The statistics point to one obvious
conclusion that is completely contrary
to our
current notions of what constitutes a "healthy diet". Americans
should
eat the traditional foods that nourished our ancestors including beef,
butter,
whole milk, eggs, and cheese. They should AVOID new-fangled
vegetable-based
oils that more-and-more, flood our supermarket shelves.
This
requires the complete rejection of the "Lipid Hypothesis" of
atherosclerosis
that states that narrowing of the arteries is a consequence
of
cholesterol being '"laid down" in the arterial wall. This theory
postulates
that saturated fat from animals sources raises blood cholesterol
levels
and leads to the deposition of this cholesterol and other fats as
plaques
in the arteries.
However, population studies from around the world do NOT support this
theory
and NO published study in the last 30 years has ever demonstrated
lowering
serum cholesterol by eating a "low fat, low cholesterol diet"
prevents
or reduces heart attack or death rate. For example, in 1968 the
International
Atherosclerosis Project examined 22,000 corpses from 14 nations
and found
arterial plaque was the SAME in all parts of the world - in
populations
that consumed large amounts of fatty animal products and those
who were
largely vegetarian, in those with high rates of heart disease and
populations
with little or no heart disease.

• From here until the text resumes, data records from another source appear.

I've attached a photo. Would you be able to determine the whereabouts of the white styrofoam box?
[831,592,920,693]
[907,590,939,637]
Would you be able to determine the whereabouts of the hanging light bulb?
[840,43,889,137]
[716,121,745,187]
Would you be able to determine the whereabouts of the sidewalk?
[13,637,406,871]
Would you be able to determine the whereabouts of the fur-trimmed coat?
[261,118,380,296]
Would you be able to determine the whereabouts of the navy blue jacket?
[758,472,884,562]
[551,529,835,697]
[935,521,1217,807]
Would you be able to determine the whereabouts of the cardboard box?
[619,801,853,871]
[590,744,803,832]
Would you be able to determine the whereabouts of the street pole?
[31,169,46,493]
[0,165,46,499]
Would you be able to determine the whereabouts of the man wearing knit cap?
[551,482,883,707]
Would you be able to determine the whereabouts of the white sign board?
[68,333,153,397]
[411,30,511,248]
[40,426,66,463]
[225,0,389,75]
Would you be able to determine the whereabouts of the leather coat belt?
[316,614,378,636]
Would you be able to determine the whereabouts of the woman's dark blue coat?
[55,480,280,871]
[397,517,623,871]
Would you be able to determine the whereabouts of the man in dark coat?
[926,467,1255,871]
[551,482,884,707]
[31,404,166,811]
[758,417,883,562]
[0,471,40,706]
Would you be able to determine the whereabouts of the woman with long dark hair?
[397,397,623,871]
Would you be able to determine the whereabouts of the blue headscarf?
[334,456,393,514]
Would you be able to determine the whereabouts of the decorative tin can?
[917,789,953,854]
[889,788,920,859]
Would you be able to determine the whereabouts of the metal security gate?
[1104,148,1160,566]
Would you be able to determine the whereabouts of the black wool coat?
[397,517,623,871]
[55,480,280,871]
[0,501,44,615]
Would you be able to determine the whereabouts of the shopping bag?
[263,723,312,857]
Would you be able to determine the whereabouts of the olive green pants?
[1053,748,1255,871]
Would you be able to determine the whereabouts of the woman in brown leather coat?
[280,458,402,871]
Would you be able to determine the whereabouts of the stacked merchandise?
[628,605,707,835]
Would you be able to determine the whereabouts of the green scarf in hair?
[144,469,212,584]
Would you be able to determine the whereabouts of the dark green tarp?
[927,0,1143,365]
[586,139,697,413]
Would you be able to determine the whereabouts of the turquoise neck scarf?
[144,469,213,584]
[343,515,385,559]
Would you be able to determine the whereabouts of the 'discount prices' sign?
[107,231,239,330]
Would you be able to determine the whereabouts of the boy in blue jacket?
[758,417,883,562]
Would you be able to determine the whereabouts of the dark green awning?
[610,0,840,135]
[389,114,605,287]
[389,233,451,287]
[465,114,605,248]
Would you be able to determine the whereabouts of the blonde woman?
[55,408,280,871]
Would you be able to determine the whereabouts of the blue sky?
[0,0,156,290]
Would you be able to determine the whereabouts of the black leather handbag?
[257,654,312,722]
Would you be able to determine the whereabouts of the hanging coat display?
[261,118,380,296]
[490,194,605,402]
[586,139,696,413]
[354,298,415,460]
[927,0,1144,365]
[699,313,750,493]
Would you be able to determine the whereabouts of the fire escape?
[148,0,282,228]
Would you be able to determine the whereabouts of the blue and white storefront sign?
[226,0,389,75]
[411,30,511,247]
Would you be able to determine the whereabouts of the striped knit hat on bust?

This points to the fact that
thickening
of the arterial wall with age is perhaps an unavoidable process
yet does
not necessarily develope into clinical heart disease. It
invalidates
the Lipid Hypothesis of heart disease which also does not explain
the
tendency for fatal clots that occur in the coronaries ("coronary
thrombosis")
that cause myocardial infarction ( heart attack).